Mr. Biden and most of his Democratic allies have adopted a collective vow of silence on what portends to be the biggest Trump-related story line over the next year — the four criminal trials he faces in Florida, Georgia, New York and Washington, D.C.
In August, 38 House Democrats wrote to the federal courts administrator asking that Mr. Trump’s federal trials be broadcast live on television. Mr. Trump himself last week asked that cameras be allowed in the courtroom for his trial in Washington — a request that federal prosecutors swiftly opposed.
“You see one of the court-artist sketches, and you look at that and you’re like, I’m not really sure which trial he’s on,” Senator John Fetterman, a Pennsylvania Democrat, said in an interview. “Is anyone paying attention to them?”
Donna Brazile, a veteran Democratic strategist, said Mr. Biden’s decision to stay quiet had allowed Mr. Trump to frame the cases against him as “a one-sided conversation.”
“We have not engaged on perhaps Donald Trump’s No. 1 Achilles’ heel, which is the 91 indictments,” she said. “We’ll see what happens when we do.”
Aside from the trials, Democrats are longing for the days when cable networks carried Mr. Trump’s rallies live. To watch a Trump rally live now, viewers need to find an online stream or a fringy far-right cable station like Newsmax.
On this, Mr. Trump and Democrats tend to be in agreement.

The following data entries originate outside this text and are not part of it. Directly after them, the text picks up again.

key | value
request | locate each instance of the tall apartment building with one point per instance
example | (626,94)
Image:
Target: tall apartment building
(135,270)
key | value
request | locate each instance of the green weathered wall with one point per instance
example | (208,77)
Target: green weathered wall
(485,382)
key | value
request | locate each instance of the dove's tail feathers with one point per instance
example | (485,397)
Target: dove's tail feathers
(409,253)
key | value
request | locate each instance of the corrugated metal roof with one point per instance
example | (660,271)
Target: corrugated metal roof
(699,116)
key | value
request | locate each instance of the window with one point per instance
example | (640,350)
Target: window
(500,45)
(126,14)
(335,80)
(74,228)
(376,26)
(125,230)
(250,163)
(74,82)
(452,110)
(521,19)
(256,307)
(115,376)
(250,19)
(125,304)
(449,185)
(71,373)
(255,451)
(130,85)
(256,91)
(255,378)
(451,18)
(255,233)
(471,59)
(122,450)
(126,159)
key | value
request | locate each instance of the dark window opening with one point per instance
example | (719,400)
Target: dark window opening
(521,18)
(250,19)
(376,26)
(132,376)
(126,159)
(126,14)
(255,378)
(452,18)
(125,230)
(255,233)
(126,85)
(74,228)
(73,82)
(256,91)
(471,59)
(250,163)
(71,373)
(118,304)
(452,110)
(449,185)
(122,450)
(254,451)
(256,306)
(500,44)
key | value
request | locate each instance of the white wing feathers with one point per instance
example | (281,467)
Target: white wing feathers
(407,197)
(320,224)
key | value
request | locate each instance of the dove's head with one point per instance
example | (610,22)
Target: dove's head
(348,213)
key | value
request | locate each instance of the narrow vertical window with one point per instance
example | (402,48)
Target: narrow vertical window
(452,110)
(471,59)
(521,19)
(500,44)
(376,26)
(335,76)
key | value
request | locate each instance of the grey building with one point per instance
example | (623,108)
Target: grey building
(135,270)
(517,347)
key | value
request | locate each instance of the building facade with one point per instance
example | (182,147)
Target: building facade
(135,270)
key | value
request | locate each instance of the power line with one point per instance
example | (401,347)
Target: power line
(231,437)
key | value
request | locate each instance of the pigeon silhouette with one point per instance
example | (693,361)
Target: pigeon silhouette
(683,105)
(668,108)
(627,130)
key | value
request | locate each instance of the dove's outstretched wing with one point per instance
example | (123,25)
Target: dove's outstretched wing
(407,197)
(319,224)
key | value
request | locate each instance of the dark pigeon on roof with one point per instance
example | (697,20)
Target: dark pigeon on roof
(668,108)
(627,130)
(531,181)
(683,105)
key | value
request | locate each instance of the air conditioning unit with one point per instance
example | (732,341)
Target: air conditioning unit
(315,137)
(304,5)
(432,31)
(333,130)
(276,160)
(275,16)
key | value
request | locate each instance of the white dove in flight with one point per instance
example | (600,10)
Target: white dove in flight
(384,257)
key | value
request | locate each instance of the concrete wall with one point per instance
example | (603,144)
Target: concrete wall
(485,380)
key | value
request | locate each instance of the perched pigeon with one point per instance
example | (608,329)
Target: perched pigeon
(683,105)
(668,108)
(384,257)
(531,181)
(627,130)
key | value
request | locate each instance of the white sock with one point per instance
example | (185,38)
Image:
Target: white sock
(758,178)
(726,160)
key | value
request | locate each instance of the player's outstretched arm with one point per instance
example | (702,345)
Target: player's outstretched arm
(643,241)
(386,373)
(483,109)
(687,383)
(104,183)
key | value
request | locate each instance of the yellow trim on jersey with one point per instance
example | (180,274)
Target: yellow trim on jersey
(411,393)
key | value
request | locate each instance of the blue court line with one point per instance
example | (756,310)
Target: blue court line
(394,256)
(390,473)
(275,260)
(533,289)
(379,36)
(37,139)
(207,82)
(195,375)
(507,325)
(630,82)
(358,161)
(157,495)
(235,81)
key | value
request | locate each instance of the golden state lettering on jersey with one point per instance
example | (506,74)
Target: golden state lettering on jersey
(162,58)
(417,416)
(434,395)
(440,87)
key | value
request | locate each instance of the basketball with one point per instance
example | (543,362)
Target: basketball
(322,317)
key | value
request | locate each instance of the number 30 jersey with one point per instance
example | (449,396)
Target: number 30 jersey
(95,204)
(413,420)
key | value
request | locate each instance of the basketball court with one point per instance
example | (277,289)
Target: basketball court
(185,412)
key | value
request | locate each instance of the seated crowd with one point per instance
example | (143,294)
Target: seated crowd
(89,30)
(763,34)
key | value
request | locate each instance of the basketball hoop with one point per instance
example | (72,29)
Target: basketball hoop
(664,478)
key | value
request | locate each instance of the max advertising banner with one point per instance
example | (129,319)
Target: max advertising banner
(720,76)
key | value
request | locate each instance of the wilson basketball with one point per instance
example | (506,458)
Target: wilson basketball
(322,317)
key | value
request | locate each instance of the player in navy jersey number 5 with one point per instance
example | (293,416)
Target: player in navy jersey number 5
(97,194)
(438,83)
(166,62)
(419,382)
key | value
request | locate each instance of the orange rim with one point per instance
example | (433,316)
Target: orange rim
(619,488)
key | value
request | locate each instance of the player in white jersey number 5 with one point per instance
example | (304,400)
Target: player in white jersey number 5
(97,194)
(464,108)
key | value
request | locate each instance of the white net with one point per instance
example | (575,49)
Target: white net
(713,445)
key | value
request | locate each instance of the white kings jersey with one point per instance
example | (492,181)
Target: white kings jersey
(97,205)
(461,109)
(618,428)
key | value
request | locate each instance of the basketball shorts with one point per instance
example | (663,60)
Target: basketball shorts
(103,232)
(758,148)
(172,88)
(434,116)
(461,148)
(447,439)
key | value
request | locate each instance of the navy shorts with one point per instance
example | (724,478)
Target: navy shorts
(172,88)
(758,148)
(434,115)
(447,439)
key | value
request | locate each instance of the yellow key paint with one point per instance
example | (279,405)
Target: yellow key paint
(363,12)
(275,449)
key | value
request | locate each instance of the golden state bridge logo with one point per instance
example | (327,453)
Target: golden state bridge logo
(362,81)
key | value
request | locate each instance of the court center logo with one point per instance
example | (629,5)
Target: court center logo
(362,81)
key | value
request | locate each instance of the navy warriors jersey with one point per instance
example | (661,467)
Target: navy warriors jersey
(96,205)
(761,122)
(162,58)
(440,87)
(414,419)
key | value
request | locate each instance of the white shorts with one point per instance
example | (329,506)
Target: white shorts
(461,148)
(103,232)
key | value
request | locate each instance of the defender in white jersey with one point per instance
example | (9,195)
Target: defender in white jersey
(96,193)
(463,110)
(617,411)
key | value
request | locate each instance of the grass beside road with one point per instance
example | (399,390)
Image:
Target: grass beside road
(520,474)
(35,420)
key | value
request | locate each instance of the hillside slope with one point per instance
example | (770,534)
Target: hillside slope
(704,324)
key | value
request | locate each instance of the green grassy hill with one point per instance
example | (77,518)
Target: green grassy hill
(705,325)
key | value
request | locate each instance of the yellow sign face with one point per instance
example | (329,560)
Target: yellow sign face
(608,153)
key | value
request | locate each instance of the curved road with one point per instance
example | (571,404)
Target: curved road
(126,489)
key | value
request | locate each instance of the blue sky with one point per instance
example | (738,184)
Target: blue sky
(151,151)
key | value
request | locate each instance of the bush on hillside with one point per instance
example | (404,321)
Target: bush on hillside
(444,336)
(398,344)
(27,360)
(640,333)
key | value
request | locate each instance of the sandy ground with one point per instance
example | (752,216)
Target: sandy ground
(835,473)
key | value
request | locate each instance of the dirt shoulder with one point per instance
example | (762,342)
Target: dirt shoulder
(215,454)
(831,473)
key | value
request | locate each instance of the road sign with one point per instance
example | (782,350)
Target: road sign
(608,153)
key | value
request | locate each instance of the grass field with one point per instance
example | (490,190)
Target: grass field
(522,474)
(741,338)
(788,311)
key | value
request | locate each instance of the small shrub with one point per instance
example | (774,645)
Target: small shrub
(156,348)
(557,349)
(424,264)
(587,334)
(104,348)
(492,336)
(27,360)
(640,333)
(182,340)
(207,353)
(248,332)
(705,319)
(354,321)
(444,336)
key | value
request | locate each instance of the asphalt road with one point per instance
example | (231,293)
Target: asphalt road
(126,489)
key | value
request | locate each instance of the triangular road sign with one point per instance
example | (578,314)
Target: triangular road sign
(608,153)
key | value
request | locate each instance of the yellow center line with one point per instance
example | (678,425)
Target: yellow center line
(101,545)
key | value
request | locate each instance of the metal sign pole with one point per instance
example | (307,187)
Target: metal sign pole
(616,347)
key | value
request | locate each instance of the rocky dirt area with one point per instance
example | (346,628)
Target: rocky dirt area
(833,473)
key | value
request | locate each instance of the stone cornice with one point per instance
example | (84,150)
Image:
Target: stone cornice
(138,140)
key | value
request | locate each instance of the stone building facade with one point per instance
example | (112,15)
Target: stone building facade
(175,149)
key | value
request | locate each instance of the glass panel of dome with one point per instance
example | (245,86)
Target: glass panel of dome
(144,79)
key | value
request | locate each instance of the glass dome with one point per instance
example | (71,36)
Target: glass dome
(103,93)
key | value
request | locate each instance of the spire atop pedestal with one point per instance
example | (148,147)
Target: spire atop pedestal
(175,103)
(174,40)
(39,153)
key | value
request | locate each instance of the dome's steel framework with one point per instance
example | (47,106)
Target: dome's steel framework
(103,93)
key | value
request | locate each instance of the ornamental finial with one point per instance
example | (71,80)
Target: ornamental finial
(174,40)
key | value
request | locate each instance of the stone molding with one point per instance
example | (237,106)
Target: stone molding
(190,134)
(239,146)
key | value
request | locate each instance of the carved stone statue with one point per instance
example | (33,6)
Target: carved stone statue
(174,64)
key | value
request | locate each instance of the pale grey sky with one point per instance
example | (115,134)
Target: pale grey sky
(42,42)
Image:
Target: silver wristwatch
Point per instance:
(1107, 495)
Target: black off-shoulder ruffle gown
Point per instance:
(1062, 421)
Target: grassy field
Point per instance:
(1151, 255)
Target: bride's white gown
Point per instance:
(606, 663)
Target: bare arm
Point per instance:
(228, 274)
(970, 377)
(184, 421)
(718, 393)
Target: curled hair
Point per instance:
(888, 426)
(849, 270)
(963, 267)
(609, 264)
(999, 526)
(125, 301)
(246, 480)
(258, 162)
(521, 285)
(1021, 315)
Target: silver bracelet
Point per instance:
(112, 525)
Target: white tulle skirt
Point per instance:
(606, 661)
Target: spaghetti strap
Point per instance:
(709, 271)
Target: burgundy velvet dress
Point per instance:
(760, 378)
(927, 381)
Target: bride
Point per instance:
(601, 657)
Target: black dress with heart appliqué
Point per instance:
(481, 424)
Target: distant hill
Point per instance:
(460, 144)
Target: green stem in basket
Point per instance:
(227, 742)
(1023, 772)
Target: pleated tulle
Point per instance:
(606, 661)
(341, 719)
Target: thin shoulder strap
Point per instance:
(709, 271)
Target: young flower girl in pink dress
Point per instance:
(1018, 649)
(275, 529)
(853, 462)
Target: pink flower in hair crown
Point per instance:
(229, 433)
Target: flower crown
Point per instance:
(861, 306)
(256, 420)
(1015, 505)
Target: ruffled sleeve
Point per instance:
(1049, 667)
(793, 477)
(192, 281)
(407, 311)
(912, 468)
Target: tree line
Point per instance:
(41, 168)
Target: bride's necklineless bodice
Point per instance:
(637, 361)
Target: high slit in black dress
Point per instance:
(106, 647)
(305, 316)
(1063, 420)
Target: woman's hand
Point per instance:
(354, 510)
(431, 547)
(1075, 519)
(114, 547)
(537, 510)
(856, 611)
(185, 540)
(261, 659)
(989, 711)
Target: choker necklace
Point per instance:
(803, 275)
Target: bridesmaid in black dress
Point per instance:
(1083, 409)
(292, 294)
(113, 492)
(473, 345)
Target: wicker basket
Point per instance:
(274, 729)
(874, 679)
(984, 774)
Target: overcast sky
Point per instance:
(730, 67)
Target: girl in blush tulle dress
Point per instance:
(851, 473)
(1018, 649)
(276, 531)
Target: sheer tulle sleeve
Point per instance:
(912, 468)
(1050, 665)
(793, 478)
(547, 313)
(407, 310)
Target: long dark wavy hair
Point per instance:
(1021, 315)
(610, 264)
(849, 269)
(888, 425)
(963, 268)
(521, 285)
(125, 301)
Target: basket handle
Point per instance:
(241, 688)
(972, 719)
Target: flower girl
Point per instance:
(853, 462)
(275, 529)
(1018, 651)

“The more people see and hear from Donald Trump and what he has planned for the country if he regains power, the better off Democrats will be up and down the ballot,” said Ben Wikler, the chairman of the Democratic Party of Wisconsin. “Trump’s voracious need for attention works to Democrats’ advantage.”
Google search interest in Mr. Trump remains well below the level it was at when he was in office and running for re-election four years ago. The television ratings for Mr. Trump’s CNN town-hall event in May were strong, but well below what similar events in 2016 and 2020 drew.
Jessica Floyd, the executive director of the Hub Project, a progressive group, urged mainstream cable TV networks to “remind people exactly how bad these rallies are and how corrosive they are for our democracy.”
She added, “They should also show President Biden selling an absolutely historic level of investment in our economy.”
Jon Soltz, a co-founder and chairman of VoteVets, a liberal veterans group, cautioned Democrats to be patient.
“There’s a huge amount of the population right now that doesn’t realize that Trump is going to be the Republican nominee for president,” he said. “When that happens, you will see a different response.”